Business cycle leading indicators are a vital component of macroeconomic surveillance, offering timely insights into emerging shifts in economic momentum. In particular, the leading business cycle indicators enable the identification of prospective turning points in the business cycle of the reference series, thereby providing early signals on evolving economic conditions. Against this backdrop, this article introduces a new leading indicator designed to track the real gross value added (GVA) growth of the manufacturing sector in India.

Business cycle analysis has a long intellectual lineage, tracing its roots to the seminal contributions of Burns and Mitchell (1946) and the later empirical refinements of Stock and Watson (1989). Subsequent research by Moore (1982) and Zarnowitz & Boschan (1975) underscored the importance of cyclical synchronisation across economic indicators, setting the stage for systematic development of leading business cycle indicators across advanced and emerging economies. International experience highlights considerable heterogeneity: in Italy, monetary and financial variables have been found to lead domestic cycles by 12–16 months, with international cycles exhibiting a high degree of co-movement (Altissimo et al., 2000); for Turkey, a leading indicator index was constructed from nine key economic series spanning imports, monetary aggregates, and fiscal expenditures (Murutoglu, 1999). Many such indicators draw on business and consumer survey data, with evidence—such as Finland’s industry survey—demonstrating strong correlations between forward-looking expectations and subsequent industrial production (Penna Urrila, 2001). Collectively, composite leading indicators have proven useful in anticipating turning points in reference series, thereby strengthening short-term forecasting and policy assessment (Altissimo et al., 2000; Murutoglu, 1999).

In the Indian context, Roy and Biswas (2012) developed a composite leading indicator (CLI) for the Index of Industrial Production (IIP), employing both growth-cycle and growth-rate-cycle approaches to track turning points in overall industrial activity. That indicator, constructed for the 2004–05 base, served as a timely gauge of cyclical dynamics of industrial growth in India at the time. Since then, however, the role of IIP in national accounts has diminished, and the index itself has undergone a base revision to 2011–12. Given the centrality of the manufacturing sector in gross value added (GVA) and the need for more robust high-frequency cyclical assessment, this article proposes a composite leading indicator for GVA-manufacturing at a quarterly frequency.

The construction of the CLI for GVA–manufacturing in this study follows a structured two-step framework, supported by a range of cross-validation techniques. In the first stage, potential leading variables are identified on the basis of their signal strength vis-à-vis the reference series, complemented by a machine-learning-based kitchen-sink approach to further refine the selection. The cyclical characteristics of the shortlisted indicators are subsequently examined through wavelet analysis to ensure robustness of their leading properties. In the second stage, these selected variables are combined using multiple aggregation methods to derive the composite indicator. The resulting CLI encompasses indicators reflecting cost pressures, external demand, policy uncertainty, and credit flows to industry, and the proposed CLI exhibits a lead of one quarter over the growth rate cycle of GVA manufacturing.

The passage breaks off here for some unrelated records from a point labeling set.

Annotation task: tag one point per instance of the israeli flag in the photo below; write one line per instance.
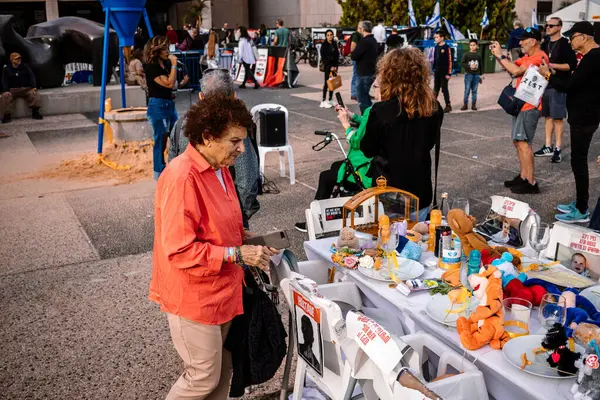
(485, 21)
(434, 21)
(534, 19)
(412, 19)
(454, 33)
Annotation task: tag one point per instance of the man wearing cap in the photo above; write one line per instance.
(19, 82)
(525, 123)
(554, 108)
(583, 107)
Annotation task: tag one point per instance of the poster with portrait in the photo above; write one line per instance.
(307, 322)
(582, 254)
(504, 222)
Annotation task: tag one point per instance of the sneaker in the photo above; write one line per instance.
(525, 188)
(574, 217)
(544, 152)
(516, 181)
(556, 157)
(301, 226)
(567, 208)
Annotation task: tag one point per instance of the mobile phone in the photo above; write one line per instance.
(277, 240)
(338, 97)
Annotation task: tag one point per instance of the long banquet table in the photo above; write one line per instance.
(503, 380)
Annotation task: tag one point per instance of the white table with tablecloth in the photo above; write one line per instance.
(503, 380)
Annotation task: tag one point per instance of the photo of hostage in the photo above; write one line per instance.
(306, 349)
(579, 264)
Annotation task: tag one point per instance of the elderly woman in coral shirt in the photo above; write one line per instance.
(198, 236)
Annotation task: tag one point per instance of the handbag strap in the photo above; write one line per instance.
(437, 162)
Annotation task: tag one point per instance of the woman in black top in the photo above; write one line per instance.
(161, 75)
(330, 56)
(404, 127)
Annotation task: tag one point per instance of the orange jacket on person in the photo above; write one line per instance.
(194, 220)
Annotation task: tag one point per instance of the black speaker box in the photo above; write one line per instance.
(272, 128)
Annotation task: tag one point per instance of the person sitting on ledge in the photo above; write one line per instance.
(18, 81)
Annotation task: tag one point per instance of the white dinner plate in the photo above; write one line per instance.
(514, 349)
(408, 269)
(381, 275)
(592, 294)
(438, 307)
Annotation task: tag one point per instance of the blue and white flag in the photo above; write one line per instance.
(534, 19)
(434, 21)
(485, 21)
(412, 19)
(454, 33)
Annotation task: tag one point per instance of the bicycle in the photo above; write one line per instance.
(344, 188)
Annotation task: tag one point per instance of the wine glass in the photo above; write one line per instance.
(539, 237)
(462, 204)
(553, 310)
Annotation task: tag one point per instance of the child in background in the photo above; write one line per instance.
(579, 264)
(473, 66)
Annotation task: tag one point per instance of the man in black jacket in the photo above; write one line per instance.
(583, 108)
(19, 82)
(554, 109)
(442, 68)
(365, 55)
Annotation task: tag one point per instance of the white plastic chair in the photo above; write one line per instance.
(317, 224)
(318, 271)
(468, 383)
(287, 148)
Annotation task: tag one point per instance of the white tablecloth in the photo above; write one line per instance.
(503, 380)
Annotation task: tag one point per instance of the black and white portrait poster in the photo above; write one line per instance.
(308, 332)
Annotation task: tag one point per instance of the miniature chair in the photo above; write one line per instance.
(286, 148)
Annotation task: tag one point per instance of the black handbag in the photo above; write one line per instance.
(509, 102)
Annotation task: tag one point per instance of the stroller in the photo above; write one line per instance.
(345, 188)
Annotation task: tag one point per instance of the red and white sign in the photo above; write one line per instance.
(510, 208)
(374, 340)
(586, 242)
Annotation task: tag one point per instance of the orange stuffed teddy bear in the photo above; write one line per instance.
(462, 225)
(486, 324)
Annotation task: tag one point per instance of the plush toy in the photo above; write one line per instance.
(579, 309)
(486, 324)
(516, 288)
(561, 358)
(587, 386)
(462, 225)
(348, 239)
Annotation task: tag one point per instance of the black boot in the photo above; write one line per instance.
(35, 113)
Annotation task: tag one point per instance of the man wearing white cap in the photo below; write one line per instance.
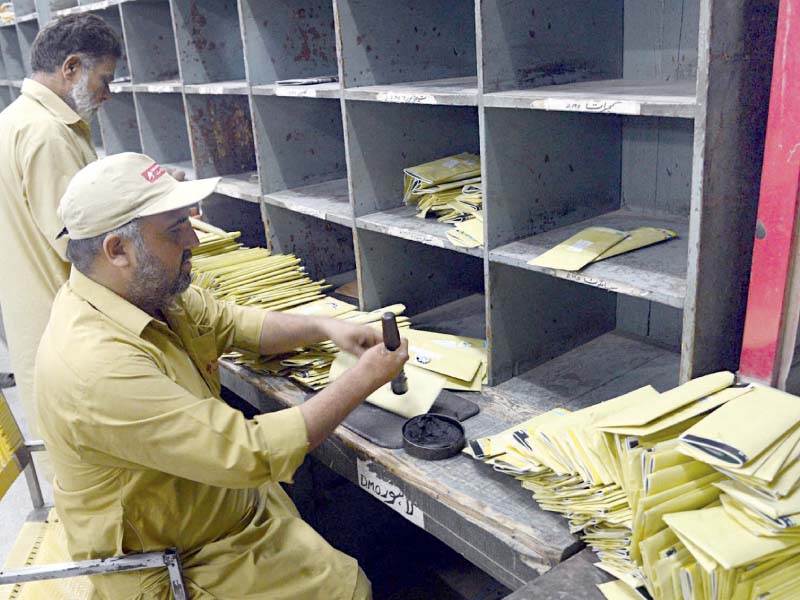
(145, 453)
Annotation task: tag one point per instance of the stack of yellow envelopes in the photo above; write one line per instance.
(255, 277)
(450, 190)
(595, 244)
(621, 472)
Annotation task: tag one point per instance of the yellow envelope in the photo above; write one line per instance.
(445, 354)
(745, 427)
(691, 391)
(717, 534)
(423, 388)
(638, 238)
(325, 307)
(579, 250)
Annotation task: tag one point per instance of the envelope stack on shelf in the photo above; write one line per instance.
(449, 189)
(254, 277)
(674, 491)
(436, 361)
(594, 244)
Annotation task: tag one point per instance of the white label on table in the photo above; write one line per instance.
(620, 107)
(388, 493)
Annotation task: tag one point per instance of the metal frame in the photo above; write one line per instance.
(773, 305)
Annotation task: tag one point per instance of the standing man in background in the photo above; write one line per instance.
(44, 141)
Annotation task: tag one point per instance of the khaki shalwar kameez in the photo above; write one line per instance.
(43, 143)
(147, 456)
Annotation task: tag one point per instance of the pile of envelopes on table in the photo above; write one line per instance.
(255, 277)
(647, 479)
(450, 190)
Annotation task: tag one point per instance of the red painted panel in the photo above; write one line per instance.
(778, 205)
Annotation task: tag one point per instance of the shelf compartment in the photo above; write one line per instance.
(534, 318)
(656, 273)
(529, 44)
(26, 32)
(319, 90)
(383, 139)
(119, 124)
(403, 223)
(290, 39)
(328, 201)
(393, 42)
(457, 91)
(151, 44)
(299, 142)
(618, 96)
(232, 214)
(576, 166)
(221, 135)
(162, 123)
(209, 40)
(243, 186)
(422, 277)
(325, 247)
(603, 368)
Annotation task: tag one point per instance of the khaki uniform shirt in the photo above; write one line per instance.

Rest of the article is organised as follows – Section II provides background and current practice of CLI. The empirical framework is noted in Section III. Section IV documents the data sources and frequency. Empirical findings are listed in Section V. Within empirical findings, the variables selected through various approaches are mentioned, followed by the findings of the wavelet analysis. Later, CLI is constructed using the selected variables through various aggregation approaches. The validation of the leading property of each CLI is assessed through turning point analysis. Lastly, the findings are summarised in the concluding remarks in Section VI.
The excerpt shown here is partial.